Servië verdedigt plan autonome status Noord-Kosovo (en)

Met dank overgenomen van EUobserver (EUOBSERVER) i, gepubliceerd op maandag 21 januari 2013, 9:27.
Auteur: Andrew Rettman

BRUSSELS - Serbian Prime Minister Ivica Dacic is still promoting the idea of autonomy for ethnic Serbs in Kosovo, but only if Pristina agrees.

Speaking to EUobserver in Brussels on Friday (18 January) following the last round of EU-mediated talks with Kosovo leader Hashim Thaci, he said: "Serbia has autonomies within itself ... so why should this be unacceptable only in Kosovo, compared to the rest of Europe? I mean it's acceptable everywhere else."

Serbian MPs recently adopted a resolution saying Serb enclaves, such as north Kosovo, should run their own courts and police forces under self-rule comparable to the Spanish region of Catalonia.

The plan was rejected by Pristina and by the EU, which noted that foreign ministers in December called for a "single" Kosovo administration.

The Friday meeting did not tackle the plan.

It agreed instead that customs duties from north-Kosovo-Serbia crossing points should go into an EU-run fund which will funnel them back to the region.

Dacic said Serb enclaves will be discussed in the next round of talks in February.

He noted that Belgrade has not stepped back from its position on autonomy despite the negative reactions. He also said it will not discuss Kosovo recognition.

But he voiced a willingness to compromise for the sake of better relations.

"Serbia is ready to discuss how to overcome the parallelism of institutions in Kosovo, to agree to institutions that would be acceptable both for Pristina and for the Serbs ... the name of these Serbian communities [in Kosovo] is going to be a subject of this agreement," he added.

A deal on Serb enclaves could be decisive for whether EU countries agree to open accession talks with Serbia in Spring.

But some of Dacic and Thaci's latest remarks show the two sides remain far apart.

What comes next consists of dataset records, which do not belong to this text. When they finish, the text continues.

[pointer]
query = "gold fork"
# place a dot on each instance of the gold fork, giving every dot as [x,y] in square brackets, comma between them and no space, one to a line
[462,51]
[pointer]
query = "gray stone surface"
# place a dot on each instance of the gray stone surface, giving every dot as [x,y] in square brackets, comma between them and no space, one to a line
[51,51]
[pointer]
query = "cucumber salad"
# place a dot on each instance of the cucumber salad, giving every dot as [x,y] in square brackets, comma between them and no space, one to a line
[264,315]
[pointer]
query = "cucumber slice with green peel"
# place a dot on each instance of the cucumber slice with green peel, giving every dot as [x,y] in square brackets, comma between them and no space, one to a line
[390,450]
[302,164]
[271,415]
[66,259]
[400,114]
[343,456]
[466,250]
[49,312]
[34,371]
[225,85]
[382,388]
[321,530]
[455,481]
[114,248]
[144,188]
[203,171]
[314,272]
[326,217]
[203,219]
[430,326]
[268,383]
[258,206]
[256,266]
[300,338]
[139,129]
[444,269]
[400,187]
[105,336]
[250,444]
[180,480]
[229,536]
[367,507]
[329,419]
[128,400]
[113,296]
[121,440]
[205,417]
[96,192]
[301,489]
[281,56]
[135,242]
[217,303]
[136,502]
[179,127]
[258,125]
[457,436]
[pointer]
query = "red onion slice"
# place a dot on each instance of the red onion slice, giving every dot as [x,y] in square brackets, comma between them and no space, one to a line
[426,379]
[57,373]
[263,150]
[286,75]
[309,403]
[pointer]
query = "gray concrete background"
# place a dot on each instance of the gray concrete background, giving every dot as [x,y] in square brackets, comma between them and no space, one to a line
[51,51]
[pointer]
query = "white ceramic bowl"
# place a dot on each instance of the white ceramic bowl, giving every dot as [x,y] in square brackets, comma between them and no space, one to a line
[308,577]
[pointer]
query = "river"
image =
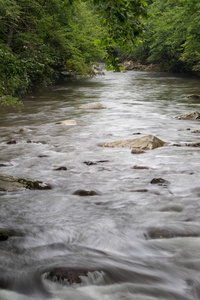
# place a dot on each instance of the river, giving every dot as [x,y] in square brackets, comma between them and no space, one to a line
[112,232]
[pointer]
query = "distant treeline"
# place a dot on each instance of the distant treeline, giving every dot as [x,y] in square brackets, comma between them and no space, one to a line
[172,36]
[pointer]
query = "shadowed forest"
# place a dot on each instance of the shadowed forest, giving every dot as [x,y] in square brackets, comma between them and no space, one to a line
[43,40]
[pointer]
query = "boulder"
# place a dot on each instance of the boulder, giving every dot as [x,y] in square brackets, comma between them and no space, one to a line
[193,144]
[3,236]
[169,232]
[160,181]
[92,106]
[12,141]
[193,96]
[148,142]
[193,115]
[86,193]
[196,131]
[10,183]
[67,122]
[140,167]
[68,275]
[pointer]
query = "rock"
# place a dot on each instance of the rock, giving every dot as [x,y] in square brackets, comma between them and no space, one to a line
[160,181]
[12,141]
[137,151]
[148,142]
[140,167]
[91,163]
[171,232]
[61,169]
[68,275]
[10,183]
[172,207]
[196,131]
[67,122]
[92,106]
[193,96]
[23,130]
[193,115]
[3,236]
[194,144]
[86,193]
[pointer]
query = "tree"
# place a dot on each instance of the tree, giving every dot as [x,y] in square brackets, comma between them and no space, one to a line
[40,38]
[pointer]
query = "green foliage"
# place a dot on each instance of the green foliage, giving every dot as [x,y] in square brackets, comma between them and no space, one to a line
[41,39]
[173,39]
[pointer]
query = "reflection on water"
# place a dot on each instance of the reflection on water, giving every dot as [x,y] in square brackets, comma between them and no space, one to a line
[142,239]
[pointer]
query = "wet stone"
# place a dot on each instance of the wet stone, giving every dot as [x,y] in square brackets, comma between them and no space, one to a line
[68,275]
[140,167]
[160,181]
[92,106]
[3,236]
[193,115]
[168,233]
[11,142]
[137,151]
[193,96]
[86,193]
[61,169]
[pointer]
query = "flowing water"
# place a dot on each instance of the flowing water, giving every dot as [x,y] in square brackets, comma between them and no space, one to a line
[113,232]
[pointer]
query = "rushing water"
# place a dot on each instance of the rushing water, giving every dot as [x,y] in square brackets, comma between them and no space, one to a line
[110,232]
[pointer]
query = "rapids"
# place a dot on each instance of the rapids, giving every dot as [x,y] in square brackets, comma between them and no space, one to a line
[107,232]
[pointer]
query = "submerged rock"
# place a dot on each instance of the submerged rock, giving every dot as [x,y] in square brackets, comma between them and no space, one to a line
[68,275]
[193,115]
[12,141]
[193,96]
[61,169]
[67,122]
[140,167]
[193,144]
[3,236]
[147,142]
[92,106]
[10,183]
[196,131]
[86,193]
[160,181]
[171,232]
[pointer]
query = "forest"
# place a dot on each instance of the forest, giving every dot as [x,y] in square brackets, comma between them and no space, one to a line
[40,40]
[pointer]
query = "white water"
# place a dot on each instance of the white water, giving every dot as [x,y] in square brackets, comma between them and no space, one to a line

Thaci last Thursday told this website Serbia must extract security forces run by its interior ministry from north Kosovo.

Dacic said they do not exist: "There are definitely no security activities or actions in Kosovo that might be carried out in Kosovo by the ministry of interior of the Republic of Serbia."

Amid feeling in Kosovo that Serbs do not accept responsibility for their part in 1990s war crimes, Dacic, a wartime spokesman for the political party of Serbia's late, notorious leader, Slobodan Milosevic, defended Milosevic's reputation.

"It is true that he made some mistakes, but he was not the only one who made mistakes. Other nations also made mistakes ... I believe that all of them together bear a huge responsibility for everything that happened," Dacic said.

He noted that Serbia was left alone to protect its interests in the break-up of former Yugoslavia despite the fact that Europe owes it a debt.

"Serbia did not deserve such treatment by the international community because the international community forgot what Serbia gave it from its history ... Starting with the Turks - what happened 600 years ago, when we defended Europe from Turkish invasion, all the way to the First World war in which half of the male population was killed and the Second World War in which we lost 1 million inhabitants," he said.

"We were in the position that after everything that happened, our people became big losers in the dissolution of former Yugoslavia," he added.